As she made sure her body was in playing shape again, she also had to make sure her brain was going to be in playing shape as well. In February of this year, Conheeney went to the University of Pittsburgh Medical Center for more information about her condition. What the doctors told her there completely changed her outlook on returning to the game.
"It’s a different approach. Instead of resting, the way these issues are fixed is by training and by pushing yourself. It's like a muscle and you're strengthening the muscle, so by pushing yourself on the field, if you're getting a headache, the pain actually isn't bad. It means that, yeah maybe you've pushed yourself a little bit too hard and you can rest, but you're actually helping yourself heal," she explained. "I've never been to doctors that knew so much about it, that were so willing to help to get me back onto the field. They basically told me, ‘You can get back out on the field. You're good to go.’"
With the permission to return to the sport she loved so much, Conheeney decided to give her dreams of playing professionally another shot. Just a few weeks after being medically cleared to play competitively again, Conheeney attended Sky Blue’s open tryouts.
"I went in with a very open mind. I mean, I was out of the game for three years, seven months, so I was like, ‘If this doesn't work out, it's not meant to be and I'm not meant to play soccer and there are other things out there for me,’" Conheeney said.
Her goal was to just go out and have fun, enjoying the experience of playing soccer competitively again, but after so much time away, the rust was evident.
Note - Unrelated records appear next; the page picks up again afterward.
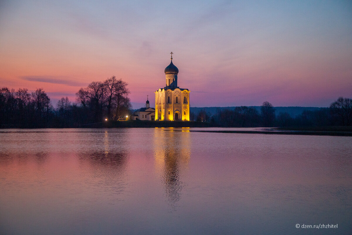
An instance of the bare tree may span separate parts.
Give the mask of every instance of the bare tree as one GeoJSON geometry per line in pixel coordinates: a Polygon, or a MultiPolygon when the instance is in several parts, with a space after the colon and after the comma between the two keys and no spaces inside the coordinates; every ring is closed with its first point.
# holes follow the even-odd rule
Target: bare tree
{"type": "Polygon", "coordinates": [[[60,116],[64,120],[70,105],[71,102],[69,101],[67,96],[66,98],[63,97],[57,101],[56,107],[60,116]]]}
{"type": "Polygon", "coordinates": [[[352,99],[339,97],[330,104],[330,109],[332,114],[338,117],[342,126],[352,125],[352,99]]]}
{"type": "Polygon", "coordinates": [[[101,82],[92,82],[87,89],[87,97],[90,99],[94,112],[95,121],[102,120],[103,106],[106,87],[101,82]]]}
{"type": "Polygon", "coordinates": [[[263,102],[260,107],[260,112],[264,126],[272,126],[275,119],[275,109],[272,105],[268,101],[263,102]]]}
{"type": "Polygon", "coordinates": [[[31,95],[28,93],[28,89],[27,88],[18,89],[18,91],[16,93],[16,97],[18,100],[20,110],[27,105],[31,100],[31,95]]]}
{"type": "Polygon", "coordinates": [[[115,107],[115,120],[119,120],[123,115],[123,111],[124,109],[131,108],[130,99],[128,97],[130,93],[127,88],[128,84],[128,83],[122,81],[121,78],[116,80],[114,84],[112,102],[113,101],[115,107]]]}
{"type": "Polygon", "coordinates": [[[88,105],[88,97],[87,95],[87,88],[81,88],[78,92],[76,93],[76,100],[82,104],[85,108],[88,105]]]}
According to Conheeney, between that and the nerves, she almost did not receive a call back for the second day of tryouts.
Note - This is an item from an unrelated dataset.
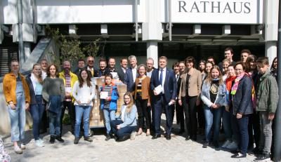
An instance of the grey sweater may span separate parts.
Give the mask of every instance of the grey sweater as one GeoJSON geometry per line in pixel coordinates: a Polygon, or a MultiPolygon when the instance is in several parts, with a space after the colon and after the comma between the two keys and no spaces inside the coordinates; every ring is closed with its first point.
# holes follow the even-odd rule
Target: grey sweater
{"type": "Polygon", "coordinates": [[[46,78],[43,83],[42,95],[46,102],[48,102],[50,95],[60,95],[62,98],[61,101],[63,102],[65,96],[63,80],[60,78],[46,78]]]}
"Kelly showed up the first day of tryouts, and there were 65 players there. For every five bad moments she had, she would have one incredible moment of class. It struck us that there was something there as these moments began to happen more often. We saw enough where she squeezed through to the second day, and her class slowly began to make itself more prevalent on that second day," Head Coach Christy Holly said.
Not only did her talent earn her a call back the next day of open tryouts, but it eventually earned her an invitation to the team’s preseason camp. There she continued to impress Holly and the rest of the coaching staff, and she went on to make the final 20-woman roster for the 2016 NWSL season.
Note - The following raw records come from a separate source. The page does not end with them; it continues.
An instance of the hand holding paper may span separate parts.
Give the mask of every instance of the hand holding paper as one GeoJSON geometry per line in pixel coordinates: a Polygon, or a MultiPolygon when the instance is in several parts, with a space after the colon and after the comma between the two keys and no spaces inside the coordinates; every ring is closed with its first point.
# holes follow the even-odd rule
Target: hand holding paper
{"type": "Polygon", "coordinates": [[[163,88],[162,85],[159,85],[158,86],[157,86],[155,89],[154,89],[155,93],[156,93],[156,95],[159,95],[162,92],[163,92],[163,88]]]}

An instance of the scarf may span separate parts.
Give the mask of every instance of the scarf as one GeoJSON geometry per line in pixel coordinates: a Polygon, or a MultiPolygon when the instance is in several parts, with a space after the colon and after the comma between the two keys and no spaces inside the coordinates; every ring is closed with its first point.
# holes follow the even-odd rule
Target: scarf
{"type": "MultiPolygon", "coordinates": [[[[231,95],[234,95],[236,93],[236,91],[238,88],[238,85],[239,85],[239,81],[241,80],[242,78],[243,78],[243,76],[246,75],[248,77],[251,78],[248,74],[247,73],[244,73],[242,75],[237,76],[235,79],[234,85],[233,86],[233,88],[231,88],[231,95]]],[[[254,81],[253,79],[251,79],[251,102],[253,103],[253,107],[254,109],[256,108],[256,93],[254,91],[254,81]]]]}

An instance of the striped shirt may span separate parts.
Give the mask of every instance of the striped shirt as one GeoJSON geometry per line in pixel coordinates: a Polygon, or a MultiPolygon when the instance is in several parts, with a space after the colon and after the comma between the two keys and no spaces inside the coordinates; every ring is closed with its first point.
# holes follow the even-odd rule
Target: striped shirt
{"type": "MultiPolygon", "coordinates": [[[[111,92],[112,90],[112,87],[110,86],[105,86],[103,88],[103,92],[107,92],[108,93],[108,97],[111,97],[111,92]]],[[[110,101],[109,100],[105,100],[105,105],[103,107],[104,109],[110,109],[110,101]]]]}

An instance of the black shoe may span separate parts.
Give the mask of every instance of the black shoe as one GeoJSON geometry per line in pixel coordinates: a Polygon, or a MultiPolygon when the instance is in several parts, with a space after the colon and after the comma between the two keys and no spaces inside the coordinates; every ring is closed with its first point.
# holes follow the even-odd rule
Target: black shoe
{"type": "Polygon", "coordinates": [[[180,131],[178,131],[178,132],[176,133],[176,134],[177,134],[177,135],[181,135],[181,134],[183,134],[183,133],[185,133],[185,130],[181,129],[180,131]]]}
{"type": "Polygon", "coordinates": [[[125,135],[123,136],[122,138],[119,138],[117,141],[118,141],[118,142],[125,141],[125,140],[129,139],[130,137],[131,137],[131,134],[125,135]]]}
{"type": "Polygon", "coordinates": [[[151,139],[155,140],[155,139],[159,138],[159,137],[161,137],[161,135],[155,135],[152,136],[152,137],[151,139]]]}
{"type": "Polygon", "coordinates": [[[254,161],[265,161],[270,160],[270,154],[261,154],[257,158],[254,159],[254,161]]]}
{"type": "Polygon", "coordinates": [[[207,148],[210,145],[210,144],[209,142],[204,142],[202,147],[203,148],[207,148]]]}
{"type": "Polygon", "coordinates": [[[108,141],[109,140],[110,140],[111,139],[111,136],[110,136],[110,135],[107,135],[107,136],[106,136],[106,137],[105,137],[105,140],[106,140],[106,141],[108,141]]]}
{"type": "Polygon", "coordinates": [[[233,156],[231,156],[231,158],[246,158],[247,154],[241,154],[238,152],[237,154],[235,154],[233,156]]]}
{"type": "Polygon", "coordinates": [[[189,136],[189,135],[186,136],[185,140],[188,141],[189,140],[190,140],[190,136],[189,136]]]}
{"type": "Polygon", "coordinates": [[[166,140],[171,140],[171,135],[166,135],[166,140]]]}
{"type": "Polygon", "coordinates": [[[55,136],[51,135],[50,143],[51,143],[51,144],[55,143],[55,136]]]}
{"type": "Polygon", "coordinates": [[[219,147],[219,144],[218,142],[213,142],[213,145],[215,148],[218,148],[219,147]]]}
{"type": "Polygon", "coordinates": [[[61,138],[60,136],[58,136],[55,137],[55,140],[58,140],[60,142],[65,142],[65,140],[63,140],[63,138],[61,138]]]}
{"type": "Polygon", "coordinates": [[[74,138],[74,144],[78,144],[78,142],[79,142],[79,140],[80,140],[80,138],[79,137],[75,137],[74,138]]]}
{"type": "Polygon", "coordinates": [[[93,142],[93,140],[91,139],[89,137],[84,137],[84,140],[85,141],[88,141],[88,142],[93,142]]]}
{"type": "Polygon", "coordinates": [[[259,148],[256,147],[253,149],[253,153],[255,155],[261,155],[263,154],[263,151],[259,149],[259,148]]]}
"We are ecstatic that we were able to get her through that process and into camp. Ever since that point, she has continued to develop and become an instrumental part of our success as a club," Holly said.
After three years and seven months away from the game that was once her life, Kelly Conheeney returned to the pitch, starting in her professional debut with Sky Blue FC. And it was in her debut that Conheeney scored the game winner to put Sky Blue on top of Seattle Reign, handing them their first ever loss at Memorial Stadium.
As she scored the first goal of her professional career, she could not help but think back to her last goal, the championship-winning penalty kick for the Ottawa Fury.
"I would say there's no better feeling than scoring a goal, whatever kind of goal it is, but those are special because they sit with you," she said, her voice slightly quivering with emotion. "You remember goals. You don't particularly remember games, but you remember goals. And the feelings that just, they make you feel good. They're rewarding and they make you feel like your work is worth it. Just to step on the field again and for that to be my first game back, it's just…I couldn't have written it any better."